Revisiting Self-Supervised Visual Representation Learning

November 3, 2019

Problem:

Paper deals with aspects of self-supervised learning that have been not researched thouroughly or recent enough.

Self Supervision:

Framework for creating supervised signal automatically in order to learn representations that will be useful for downstream tasks
Requires only unlabled data in order to formulate a pretext learning task such as predicting context
Pretext tasks must be designed in such a way that high level understanding is useful for solving them

Architecture of CNN models:

Paper evaluates self-supervised technique in the image domain and hence focusses on the use of CNNs.
Uses variants of ResNet and a batch normalized VGG architecture.
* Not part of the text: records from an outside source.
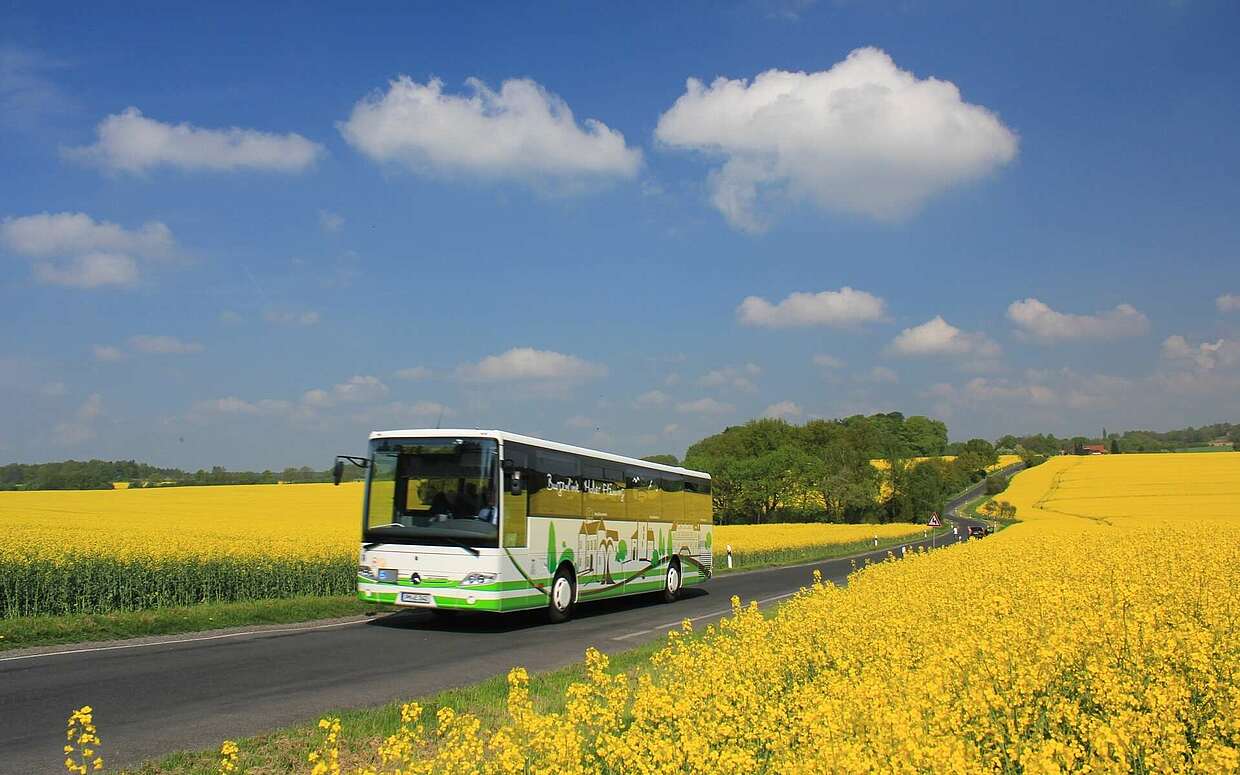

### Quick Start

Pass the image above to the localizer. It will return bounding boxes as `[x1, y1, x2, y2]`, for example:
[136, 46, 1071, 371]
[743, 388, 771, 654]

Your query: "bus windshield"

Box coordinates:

Self-supervised techniques

Rotation: Produce 4 copies of single image by rotating it by {0 \(^\text{o}\) , 90\(^\text{o}\), 180\(^\text{o}\), 270\(^\text{o}\)} and tasks the model with classifying the rotation.
Exemplar: Individual images correspond to their own class and other members of the class are generated by heavy random data augmentation such as translation, scaling, rotation and contrast and color shifts. Uses a triplet loss whcih encourages examples of the same image to have representations that are close in the Euclidean space
Jigsaw: Model has to recover relative spatial position of 9 randomly sampled iamge patches after a random permutation of these was performed
Relative patch location: Model is similar to the Jigsaw one. Receives two patch of an image and needs to predict one of the 8 possible spatial relations between the two patches

Evaluation of Learned Visual Representations:

The learned representations are evaluated by using them in downstream tasks. The tasks used in this paper are multiclass image classifcation tasks.
Datasets used are ImageNet and Places205

Experimental Results

Similar models often learn self-supervised visual representations that make them significantly different in performance
The rankings of architectures across the self-supervised tasks is not consistent. The ranking of methods across the architectures is also not consistent
One clear observation is that increasing number of channels in CNN models imrorves performance of the self-supervised models. This is similar to supervised model methods

Observations:

Better performance on pretext task does not always translate to better representations
Good performance is useful as an evaluation of potential of the model but only after the model has been fixed.
This can't be used to reliably select the model architecture
Skip connection prevent degradation of representation quality towards the ends of CNNs.
- Authors believe this happens because the model overfit to the pretext task in the later layers and disscard more general semantic features present in the middle layers
- This holds true only for VGG and not for ResNet. Authors believe that this is a result of ResnNet's residual units being invertible under some conditions
Model width and representation size positively influence the representation quality when the sizes are increased.